At the conference Adobe MAX 2025 (Los Angeles, 28-30 Oct 2025) the company CYME unveiled a significant new version of its media-manager Peakto, including a public-beta plugin for Adobe Premiere Pro. The logic: give editors access to all their media (local drives, NAS, shared libraries) inside Premiere via AI-driven search and discovery.
What Peakto claims to offer
According to CYME the plugin lets users search across drives, NAS, and catalogues (such as Lightroom, Premiere projects, Apple Photos) using natural-language prompts. It enables insertion of found clips into the active Premiere timeline with one click. It supports collaboration via encrypted peer-to-peer sharing of media access without using the cloud. It runs on-device AI for media analysis (thus reducing reliance on cloud compute) and maintains local media storage.

How it differs from built-in capabilities
The article notes that Premiere’s own Media Intelligence (a built-in feature) only analyses clips imported into the current project. By contrast, Peakto extends search and discovery to the editor’s entire local library (imported or not) plus shared archives.
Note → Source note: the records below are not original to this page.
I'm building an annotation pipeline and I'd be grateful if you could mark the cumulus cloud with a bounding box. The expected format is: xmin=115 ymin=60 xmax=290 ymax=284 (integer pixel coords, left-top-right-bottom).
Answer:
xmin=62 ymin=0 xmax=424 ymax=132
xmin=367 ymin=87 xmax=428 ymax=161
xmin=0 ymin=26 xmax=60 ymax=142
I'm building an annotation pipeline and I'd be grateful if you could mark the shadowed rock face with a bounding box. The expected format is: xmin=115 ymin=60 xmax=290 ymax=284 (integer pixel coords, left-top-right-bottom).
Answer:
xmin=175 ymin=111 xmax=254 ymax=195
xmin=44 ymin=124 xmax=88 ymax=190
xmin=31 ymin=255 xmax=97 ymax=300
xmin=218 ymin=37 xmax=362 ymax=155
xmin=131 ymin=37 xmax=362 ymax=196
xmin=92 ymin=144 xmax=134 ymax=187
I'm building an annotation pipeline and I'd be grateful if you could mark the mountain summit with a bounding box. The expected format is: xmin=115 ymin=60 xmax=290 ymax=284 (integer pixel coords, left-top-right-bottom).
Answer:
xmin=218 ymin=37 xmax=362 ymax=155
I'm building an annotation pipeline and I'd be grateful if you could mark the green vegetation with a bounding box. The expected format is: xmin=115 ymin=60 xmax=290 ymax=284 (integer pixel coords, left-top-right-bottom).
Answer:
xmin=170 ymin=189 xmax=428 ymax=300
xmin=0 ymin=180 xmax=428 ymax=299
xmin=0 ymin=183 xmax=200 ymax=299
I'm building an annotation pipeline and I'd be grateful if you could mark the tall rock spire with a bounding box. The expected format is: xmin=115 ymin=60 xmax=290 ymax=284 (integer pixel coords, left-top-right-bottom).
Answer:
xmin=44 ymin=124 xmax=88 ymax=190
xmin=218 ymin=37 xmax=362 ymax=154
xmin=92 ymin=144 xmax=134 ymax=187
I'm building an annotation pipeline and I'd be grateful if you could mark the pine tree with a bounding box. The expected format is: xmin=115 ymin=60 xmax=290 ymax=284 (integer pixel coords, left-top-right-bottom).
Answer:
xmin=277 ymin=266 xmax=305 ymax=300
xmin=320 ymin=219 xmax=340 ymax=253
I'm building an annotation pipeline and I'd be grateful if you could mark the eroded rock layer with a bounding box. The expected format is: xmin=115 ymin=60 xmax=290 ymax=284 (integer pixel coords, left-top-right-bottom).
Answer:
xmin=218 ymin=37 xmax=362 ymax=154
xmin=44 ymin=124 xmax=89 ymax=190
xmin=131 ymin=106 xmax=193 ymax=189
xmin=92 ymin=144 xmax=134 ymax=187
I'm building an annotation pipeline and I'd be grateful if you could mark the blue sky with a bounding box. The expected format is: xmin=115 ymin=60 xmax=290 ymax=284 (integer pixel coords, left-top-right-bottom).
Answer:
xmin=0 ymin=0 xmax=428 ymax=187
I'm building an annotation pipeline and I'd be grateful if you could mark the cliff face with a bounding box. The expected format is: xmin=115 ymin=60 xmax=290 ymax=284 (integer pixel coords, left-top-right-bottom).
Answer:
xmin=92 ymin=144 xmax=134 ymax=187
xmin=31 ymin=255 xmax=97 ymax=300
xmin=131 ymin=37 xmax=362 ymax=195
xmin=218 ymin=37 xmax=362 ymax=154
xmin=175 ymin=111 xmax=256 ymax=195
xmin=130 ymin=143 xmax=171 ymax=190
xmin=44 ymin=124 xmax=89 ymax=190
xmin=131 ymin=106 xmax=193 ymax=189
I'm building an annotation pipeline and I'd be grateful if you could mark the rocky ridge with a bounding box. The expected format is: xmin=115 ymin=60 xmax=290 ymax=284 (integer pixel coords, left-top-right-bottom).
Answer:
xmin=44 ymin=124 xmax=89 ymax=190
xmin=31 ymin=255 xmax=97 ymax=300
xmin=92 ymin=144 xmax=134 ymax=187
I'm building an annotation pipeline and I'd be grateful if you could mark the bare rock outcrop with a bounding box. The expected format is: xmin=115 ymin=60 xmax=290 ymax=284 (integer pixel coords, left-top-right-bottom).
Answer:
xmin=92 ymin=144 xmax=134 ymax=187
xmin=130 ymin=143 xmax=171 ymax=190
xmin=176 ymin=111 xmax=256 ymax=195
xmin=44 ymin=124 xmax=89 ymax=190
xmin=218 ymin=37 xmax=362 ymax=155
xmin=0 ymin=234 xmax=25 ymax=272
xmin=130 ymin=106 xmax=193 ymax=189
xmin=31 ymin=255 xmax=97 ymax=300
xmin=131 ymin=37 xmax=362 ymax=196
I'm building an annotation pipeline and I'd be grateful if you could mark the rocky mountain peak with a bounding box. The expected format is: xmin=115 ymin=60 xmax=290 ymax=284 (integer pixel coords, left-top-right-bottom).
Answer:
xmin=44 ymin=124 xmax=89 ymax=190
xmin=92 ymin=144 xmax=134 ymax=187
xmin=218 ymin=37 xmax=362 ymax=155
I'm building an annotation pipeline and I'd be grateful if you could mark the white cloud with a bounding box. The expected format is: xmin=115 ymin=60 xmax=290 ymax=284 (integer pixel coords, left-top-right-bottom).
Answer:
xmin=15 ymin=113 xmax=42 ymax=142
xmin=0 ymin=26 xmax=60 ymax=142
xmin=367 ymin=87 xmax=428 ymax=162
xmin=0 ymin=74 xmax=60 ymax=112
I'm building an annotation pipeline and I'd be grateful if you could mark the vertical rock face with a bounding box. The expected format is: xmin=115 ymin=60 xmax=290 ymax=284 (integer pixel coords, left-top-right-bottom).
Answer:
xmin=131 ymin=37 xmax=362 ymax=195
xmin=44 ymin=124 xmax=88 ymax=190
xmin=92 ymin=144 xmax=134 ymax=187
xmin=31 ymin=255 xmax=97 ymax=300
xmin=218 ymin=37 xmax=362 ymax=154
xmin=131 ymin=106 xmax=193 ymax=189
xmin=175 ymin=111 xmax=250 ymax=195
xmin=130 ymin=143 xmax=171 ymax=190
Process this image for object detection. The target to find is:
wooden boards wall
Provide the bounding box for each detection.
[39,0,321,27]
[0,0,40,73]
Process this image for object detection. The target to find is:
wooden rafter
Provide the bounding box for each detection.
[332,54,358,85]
System requirements & licensing
The plugin is optimised for macOS 12+ (Monterey and newer), running on Apple Silicon (M1/M2/M3) and Mac Intel with a “powerful GPU”. Minimum requirements include 2 GB free space, 4 GB RAM (8 GB recommended). Storage must allow accommodation for the Peakto library and database; SSD is recommended. Pricing at launch: Standard tier (Mac-compatible software + web access) starts at US $10/month. Pro tier (adds multi-user web access, guest access and the Premiere plugin) starts at US $25/month per user. A perpetual licence for the Standard version (includes one year of updates) is also offered. Also: Depending on your location, the prices are adjusted in diffrent currencies. Just a warning.

Editorial take for production pros
For editors, colourists, DI-artists and post-supervisors the key value proposition here is discoverability and collaboration: If you maintain large local media archives (drives, NAS), or work with remote collaborators, a tool that lets you search everything by natural language from inside Premiere could save time. Also keeping media local and private (no cloud upload) is a plus for projects with strict confidentiality.
However: It’s still beta, so stability, performance and integration quirks are unknown. It’s Mac-only (at least at launch), no mention yet of Windows support (or if there ever will be one). The time cost of indexing large archives could be substantial (not disclosed in detail). As with any plugin that intersects editing workflow the risk of workflow interruption exists – testing in a non-critical environment is recommended.
Bottom line
“Peakto for Premiere Pro” is a promising add-on for asset management inside editing workflows, addressing a genuine pain-point on large projects. But until it’s fully released and tested across platforms the standard caveats apply: test before deploying in production.